Personal insolvencies, which are made up of bankruptcies, debt relief orders (DROs) and individual voluntary arrangements (IVAs), fell to a five-year low of 25,016 in England and Wales in the first quarter of 2013 before edging up slightly to 25,717 in the second quarter.
Charles Turner, president of the Insolvency Practitioners Association (IPA) predicted the figures released by the Insolvency Service today for the third quarter will show a small drop on the previous three months, with around 25,600 people going under financially.
If this is the case, it would put the number of people entering a formal type of insolvency in 2013 so far at around 76,000, meaning the overall total for this year is on course to come in lower than the 109,000 people who went insolvent in 2012. Last year's total was the lowest annual figure recorded since 2008.
Figures for the second quarter of 2013 showed that bankruptcies, which are often seen as a "last resort", were at their lowest levels for more than a decade.
Meanwhile DROs, which are often dubbed "bankruptcy light" as they are aimed at people with relatively low amounts of debt of less than £15,000 but no realistic prospect of paying it off, fell back to their lowest levels in more than two years.
The slight upturn in the second quarter was caused by a rise in people taking out IVAs, which are agreements with creditors to pay all or part of the debts.

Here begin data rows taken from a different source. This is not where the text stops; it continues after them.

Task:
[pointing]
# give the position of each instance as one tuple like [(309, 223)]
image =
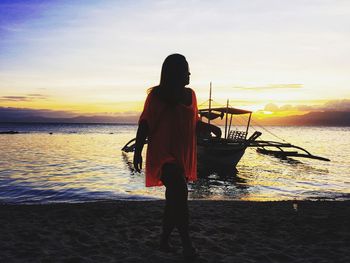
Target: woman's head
[(174, 77), (175, 72)]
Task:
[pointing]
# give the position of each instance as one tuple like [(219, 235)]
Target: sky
[(100, 57)]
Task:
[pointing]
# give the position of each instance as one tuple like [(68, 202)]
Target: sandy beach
[(223, 231)]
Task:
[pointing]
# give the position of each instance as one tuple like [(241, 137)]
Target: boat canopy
[(223, 110)]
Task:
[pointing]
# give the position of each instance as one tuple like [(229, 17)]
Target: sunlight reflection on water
[(82, 163)]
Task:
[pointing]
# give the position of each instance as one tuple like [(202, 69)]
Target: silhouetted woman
[(170, 120)]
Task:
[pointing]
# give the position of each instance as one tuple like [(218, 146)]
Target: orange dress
[(171, 137)]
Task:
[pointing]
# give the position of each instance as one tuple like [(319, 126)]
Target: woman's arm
[(141, 135), (203, 126)]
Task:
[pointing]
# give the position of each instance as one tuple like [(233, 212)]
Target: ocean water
[(84, 162)]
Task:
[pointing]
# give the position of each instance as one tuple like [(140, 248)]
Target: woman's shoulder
[(190, 91)]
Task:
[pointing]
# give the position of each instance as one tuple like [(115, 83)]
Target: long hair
[(173, 78)]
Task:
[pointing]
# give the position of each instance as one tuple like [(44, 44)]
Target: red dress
[(171, 137)]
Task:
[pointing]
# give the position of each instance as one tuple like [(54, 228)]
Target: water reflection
[(218, 182), (89, 164)]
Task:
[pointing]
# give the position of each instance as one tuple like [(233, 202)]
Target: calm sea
[(84, 162)]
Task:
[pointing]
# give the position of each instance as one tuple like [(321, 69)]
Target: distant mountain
[(77, 119), (323, 118)]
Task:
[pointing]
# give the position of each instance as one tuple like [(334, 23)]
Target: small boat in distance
[(229, 149)]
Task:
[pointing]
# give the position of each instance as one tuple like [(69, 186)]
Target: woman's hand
[(138, 162), (216, 130)]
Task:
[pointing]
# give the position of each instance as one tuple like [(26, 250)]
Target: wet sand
[(222, 231)]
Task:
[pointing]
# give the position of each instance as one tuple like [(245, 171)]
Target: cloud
[(11, 112), (28, 97), (270, 87), (333, 105)]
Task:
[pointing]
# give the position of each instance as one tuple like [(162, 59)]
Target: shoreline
[(222, 231)]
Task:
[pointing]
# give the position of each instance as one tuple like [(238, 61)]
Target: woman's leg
[(176, 209)]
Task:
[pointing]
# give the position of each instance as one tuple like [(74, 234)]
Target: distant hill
[(323, 118)]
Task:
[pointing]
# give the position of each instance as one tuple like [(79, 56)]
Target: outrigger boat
[(229, 149)]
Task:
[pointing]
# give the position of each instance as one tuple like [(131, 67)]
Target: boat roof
[(229, 110)]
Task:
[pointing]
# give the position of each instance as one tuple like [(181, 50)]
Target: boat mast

Regular payments are usually made over a five-year period to an insolvency practitioner, who divides them up between creditors.
Mr Turner, a partner at FRP Advisory, expects the number of bankruptcies and DROs to continue on a downward path, while the number of IVAs will edge up from 12,116 seen in the second quarter to more than 12,500 in the third.

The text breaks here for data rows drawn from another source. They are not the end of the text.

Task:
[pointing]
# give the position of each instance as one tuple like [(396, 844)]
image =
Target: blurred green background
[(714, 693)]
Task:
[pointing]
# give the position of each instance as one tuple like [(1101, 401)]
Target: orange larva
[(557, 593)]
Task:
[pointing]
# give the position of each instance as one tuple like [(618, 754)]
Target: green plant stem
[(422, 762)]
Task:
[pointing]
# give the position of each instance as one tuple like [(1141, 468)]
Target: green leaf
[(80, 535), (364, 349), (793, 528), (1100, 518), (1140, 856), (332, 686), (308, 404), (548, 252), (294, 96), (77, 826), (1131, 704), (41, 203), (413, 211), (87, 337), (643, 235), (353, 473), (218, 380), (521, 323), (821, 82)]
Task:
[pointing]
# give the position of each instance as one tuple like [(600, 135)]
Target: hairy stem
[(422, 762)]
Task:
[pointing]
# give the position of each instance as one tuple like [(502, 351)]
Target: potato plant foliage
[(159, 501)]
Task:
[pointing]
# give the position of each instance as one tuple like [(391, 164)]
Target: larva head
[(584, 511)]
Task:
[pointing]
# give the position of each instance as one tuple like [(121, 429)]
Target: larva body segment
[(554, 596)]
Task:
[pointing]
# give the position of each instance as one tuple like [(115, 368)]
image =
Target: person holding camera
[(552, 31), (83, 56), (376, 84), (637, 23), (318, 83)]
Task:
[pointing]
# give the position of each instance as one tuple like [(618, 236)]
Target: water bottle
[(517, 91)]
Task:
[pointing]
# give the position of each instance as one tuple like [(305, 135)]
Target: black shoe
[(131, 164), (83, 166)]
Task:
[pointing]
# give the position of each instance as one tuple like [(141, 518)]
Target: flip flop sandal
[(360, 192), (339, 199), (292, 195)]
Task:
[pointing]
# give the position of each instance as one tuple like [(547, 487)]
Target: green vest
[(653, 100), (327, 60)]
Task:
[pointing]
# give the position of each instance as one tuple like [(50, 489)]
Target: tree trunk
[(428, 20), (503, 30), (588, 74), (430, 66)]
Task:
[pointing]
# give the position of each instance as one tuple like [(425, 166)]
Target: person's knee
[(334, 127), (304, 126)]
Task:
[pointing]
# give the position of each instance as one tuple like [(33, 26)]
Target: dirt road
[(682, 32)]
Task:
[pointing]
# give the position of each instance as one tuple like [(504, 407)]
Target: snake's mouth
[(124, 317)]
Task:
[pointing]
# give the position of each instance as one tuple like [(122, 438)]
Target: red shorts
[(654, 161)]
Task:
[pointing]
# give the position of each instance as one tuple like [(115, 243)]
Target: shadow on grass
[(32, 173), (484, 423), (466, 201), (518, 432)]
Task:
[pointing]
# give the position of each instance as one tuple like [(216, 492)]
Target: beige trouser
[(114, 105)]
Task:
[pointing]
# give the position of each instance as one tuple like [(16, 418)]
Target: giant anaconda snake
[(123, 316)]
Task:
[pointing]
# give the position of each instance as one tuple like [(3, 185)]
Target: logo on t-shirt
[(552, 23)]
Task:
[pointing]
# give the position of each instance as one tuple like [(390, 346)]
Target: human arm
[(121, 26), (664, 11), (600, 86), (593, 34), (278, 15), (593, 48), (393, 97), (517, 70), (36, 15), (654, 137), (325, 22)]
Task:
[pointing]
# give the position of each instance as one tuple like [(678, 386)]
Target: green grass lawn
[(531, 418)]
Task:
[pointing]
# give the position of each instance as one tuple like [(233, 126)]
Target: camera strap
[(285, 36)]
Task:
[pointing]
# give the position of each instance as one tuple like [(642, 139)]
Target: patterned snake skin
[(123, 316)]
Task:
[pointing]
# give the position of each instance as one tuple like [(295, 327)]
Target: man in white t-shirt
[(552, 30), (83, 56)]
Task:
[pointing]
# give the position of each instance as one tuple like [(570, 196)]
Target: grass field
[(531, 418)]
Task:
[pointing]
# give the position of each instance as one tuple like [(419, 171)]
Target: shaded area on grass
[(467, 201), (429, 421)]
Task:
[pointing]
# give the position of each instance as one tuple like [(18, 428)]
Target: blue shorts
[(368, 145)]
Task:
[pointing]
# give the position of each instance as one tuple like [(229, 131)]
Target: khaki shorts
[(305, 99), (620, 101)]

But he cautioned that the official figures do not reflect the full extent to which people are struggling with their debt, particularly in light of the recent round of hikes announced to energy bills.
Mr Turner said: "IVA numbers are holding up and remain a preferred option for many over-indebted consumers but the overall numbers continue to disguise the harsh reality for many on stagnating incomes and facing sharp increases in fuel and other domestic costs...

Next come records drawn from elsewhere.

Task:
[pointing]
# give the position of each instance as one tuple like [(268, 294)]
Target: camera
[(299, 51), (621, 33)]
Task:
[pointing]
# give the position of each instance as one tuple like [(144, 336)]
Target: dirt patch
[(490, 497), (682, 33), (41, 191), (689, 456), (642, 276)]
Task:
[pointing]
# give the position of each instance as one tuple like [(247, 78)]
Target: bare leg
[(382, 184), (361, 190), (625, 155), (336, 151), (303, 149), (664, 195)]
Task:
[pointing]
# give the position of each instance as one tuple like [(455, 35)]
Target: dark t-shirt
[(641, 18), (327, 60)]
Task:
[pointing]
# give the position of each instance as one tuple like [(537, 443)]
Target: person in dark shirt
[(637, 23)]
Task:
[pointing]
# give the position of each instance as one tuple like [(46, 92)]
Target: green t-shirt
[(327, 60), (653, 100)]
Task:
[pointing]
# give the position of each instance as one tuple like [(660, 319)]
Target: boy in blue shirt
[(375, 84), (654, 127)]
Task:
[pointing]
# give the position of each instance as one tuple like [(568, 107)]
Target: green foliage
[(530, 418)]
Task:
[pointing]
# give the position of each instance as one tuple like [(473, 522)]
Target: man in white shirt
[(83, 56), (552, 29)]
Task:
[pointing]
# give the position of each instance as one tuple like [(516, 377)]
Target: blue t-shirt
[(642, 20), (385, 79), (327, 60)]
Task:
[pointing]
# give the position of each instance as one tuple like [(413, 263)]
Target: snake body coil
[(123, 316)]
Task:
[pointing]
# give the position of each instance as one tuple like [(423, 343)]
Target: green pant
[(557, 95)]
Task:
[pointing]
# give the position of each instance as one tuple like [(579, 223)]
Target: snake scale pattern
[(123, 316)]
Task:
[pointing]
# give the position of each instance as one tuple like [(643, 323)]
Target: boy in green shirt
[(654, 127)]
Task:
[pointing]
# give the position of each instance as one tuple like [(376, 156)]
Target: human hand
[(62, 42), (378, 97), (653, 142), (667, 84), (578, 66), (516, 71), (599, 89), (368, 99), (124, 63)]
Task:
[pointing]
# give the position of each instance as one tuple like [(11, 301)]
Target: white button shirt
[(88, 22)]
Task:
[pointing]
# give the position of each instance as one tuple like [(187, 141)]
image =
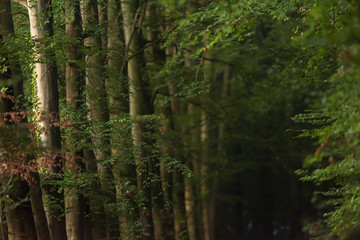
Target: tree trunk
[(191, 160), (118, 101), (139, 105), (73, 76), (99, 116), (48, 101), (205, 189), (20, 221)]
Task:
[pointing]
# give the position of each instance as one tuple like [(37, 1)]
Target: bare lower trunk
[(41, 225), (19, 219), (118, 107), (99, 115), (73, 76), (48, 102), (139, 105)]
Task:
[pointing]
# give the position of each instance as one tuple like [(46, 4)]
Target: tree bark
[(98, 115), (20, 221), (139, 105), (48, 101), (73, 76)]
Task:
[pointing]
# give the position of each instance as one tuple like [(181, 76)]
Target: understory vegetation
[(161, 120)]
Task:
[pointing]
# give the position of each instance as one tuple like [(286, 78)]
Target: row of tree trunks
[(153, 221)]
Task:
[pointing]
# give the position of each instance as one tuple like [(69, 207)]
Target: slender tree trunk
[(99, 114), (189, 182), (139, 105), (48, 101), (73, 76), (118, 101), (159, 190), (19, 219), (41, 224), (205, 188)]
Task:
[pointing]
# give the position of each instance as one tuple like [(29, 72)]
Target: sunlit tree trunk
[(118, 108), (159, 189), (139, 105), (19, 219), (205, 189), (99, 114), (48, 100), (73, 76), (189, 182)]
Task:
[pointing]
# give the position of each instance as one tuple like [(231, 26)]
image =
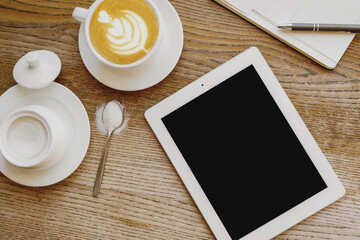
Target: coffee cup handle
[(80, 14)]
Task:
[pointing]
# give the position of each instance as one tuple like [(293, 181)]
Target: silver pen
[(353, 28)]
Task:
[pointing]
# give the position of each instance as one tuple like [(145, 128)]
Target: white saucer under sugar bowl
[(44, 127), (32, 136)]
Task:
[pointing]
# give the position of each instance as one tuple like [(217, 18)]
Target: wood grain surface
[(142, 196)]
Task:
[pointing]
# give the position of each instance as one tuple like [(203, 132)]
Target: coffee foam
[(127, 34), (123, 31)]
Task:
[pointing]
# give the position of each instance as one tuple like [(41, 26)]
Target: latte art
[(123, 31), (127, 34)]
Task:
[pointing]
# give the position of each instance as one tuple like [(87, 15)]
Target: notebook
[(325, 48)]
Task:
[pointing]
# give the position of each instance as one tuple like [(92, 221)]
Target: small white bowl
[(32, 137)]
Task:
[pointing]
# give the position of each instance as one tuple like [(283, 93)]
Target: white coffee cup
[(32, 137), (84, 16)]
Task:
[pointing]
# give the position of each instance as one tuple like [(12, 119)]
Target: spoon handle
[(100, 172)]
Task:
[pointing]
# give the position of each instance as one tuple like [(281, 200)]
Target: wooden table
[(142, 197)]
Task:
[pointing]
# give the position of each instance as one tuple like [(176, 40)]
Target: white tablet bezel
[(252, 56)]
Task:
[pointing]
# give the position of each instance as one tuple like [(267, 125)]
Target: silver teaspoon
[(113, 118)]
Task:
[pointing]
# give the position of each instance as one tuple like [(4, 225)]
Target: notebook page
[(330, 44)]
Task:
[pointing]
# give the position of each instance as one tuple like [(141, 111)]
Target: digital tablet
[(243, 152)]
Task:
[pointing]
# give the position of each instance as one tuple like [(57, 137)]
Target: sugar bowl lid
[(37, 69)]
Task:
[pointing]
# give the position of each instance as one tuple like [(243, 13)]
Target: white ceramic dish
[(161, 63), (75, 119)]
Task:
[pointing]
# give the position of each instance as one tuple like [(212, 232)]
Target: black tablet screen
[(243, 153)]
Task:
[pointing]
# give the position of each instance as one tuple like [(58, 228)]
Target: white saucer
[(72, 113), (149, 73)]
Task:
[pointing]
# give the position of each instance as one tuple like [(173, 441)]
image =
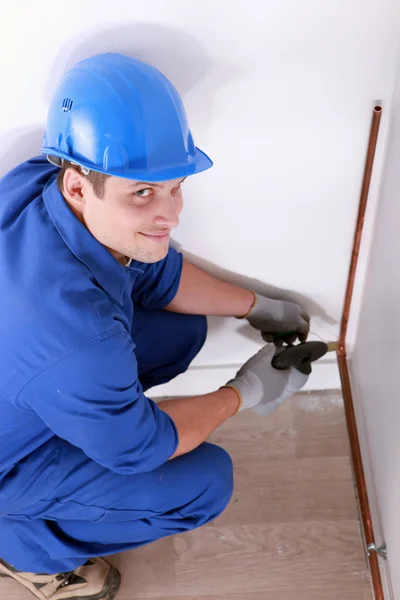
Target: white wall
[(279, 94), (376, 358)]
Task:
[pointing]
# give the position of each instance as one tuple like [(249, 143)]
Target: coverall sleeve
[(93, 399), (159, 283)]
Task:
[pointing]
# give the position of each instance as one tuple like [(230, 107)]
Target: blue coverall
[(84, 467)]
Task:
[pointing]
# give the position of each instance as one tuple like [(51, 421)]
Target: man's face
[(132, 219)]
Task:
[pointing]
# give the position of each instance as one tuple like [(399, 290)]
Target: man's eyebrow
[(152, 183)]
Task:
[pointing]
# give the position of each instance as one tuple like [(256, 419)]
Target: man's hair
[(96, 179)]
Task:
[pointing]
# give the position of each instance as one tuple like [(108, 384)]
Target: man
[(95, 309)]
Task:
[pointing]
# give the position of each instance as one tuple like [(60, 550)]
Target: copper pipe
[(373, 136), (342, 360)]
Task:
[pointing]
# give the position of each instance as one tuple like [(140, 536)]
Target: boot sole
[(109, 591)]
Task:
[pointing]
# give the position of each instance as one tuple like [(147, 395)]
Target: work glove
[(263, 388), (275, 318)]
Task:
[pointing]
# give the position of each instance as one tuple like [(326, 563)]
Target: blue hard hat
[(120, 116)]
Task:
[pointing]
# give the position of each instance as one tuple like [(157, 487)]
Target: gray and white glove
[(274, 317), (263, 388)]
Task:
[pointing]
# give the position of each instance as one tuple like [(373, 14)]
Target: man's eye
[(143, 193)]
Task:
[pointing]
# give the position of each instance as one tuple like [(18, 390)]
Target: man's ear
[(74, 185)]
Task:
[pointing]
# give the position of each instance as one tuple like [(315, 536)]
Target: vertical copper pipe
[(342, 359)]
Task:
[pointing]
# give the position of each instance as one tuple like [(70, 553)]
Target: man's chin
[(150, 255)]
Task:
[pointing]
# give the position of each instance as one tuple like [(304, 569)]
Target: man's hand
[(262, 387), (273, 317)]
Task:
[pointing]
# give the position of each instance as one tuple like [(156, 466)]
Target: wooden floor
[(291, 531)]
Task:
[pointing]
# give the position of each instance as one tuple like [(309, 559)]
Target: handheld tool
[(302, 355)]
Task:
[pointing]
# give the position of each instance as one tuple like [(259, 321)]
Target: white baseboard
[(206, 378)]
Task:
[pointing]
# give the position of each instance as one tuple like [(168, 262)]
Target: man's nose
[(168, 212)]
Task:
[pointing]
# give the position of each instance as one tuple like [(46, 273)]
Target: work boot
[(95, 580)]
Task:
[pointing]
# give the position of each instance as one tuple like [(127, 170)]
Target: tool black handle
[(300, 356)]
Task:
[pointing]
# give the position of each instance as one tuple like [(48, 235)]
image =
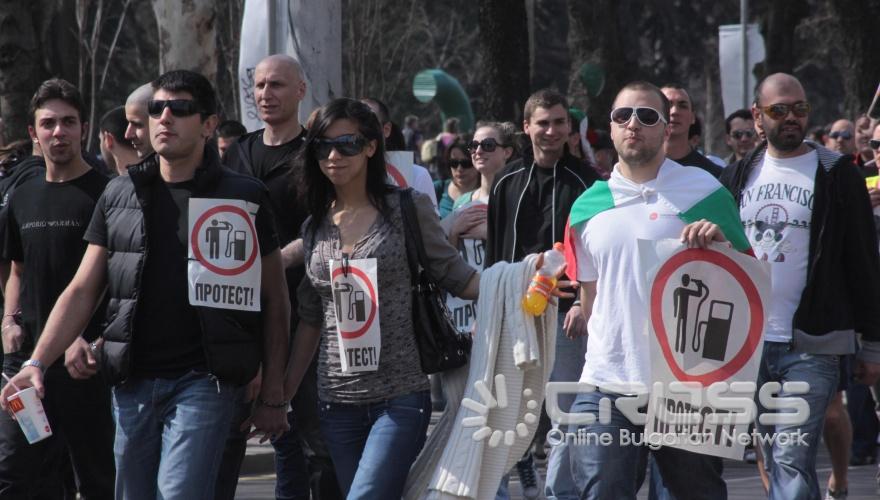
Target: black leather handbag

"Large numbers of consumers will continue to live in a twilight world of over-indebtedness for the foreseeable future."
Mark Sands, personal insolvency partner at Baker Tilley, said that "on the face of it" the rising proportion of people opting for an IVA and committing to paying money back over a five-year period rather than declaring themselves bankrupt and trying to walk away from the problem is a further sign of improving confidence in the economy.
He continued: "T he trend towards a greater reliance on IVAs could reflect the drip drip impact of pay not keeping pace with inflation.
"Faced with an inflation-busting energy bill or a season ticket that's up for renewal, those who were once able to service their debts and credit card bills are finding the squeeze on their disposable income so great they are forced into doing a deal with their creditors."